Final answer:
In the absence of oxygen, the NAD+ needed for glycolysis is regenerated through fermentation, which converts NADH back into NAD+ enabling the continuous breakdown of glucose into ATP.
Step-by-step explanation:
The supply of NAD+ required for the production of NADH during glycolysis, in the absence of oxygen, comes from the process of fermentation. Glycolysis, which breaks down glucose into pyruvate, produces ATP and NADH. When oxygen is not present, the NADH cannot be oxidized through aerobic respiration. Instead, fermentation pathways kick in to regenerate NAD+ from NADH.
This allows glycolysis to continue producing ATP. Two main types of fermentation are lactic acid fermentation and alcoholic fermentation, both of which begin with glycolysis. Organisms will use fermentation to ensure the availability of NAD+, which is essential for the continuity of these pathways, especially in the absence of oxygen, thus allowing the continued harvesting of energy from glucose.

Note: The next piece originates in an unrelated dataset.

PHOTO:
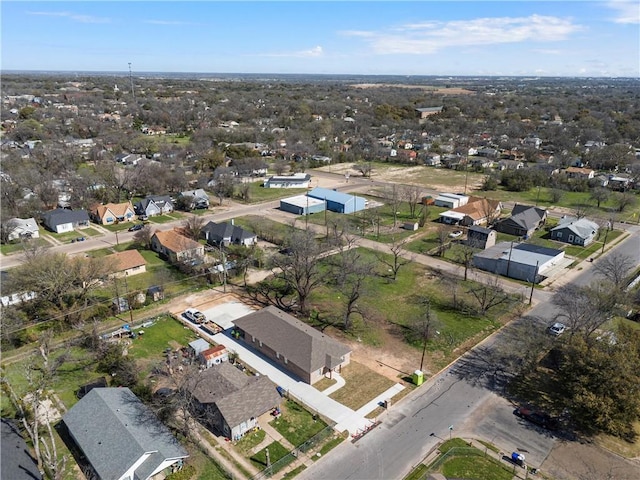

During the sixth step of glycolysis, high-energy electrons are extracted from glyceraldehyde-3-phosphate, which then are used to convert NAD+ into NADH. In the absence of oxygen, organisms rely on fermentation as an alternate pathway to recycle the NADH back to NAD+, maintaining the glycolytic flux. This regeneration of NAD+ in fermentation does not result in ATP production and is crucial for the sustenance of energy metabolism under anaerobic conditions.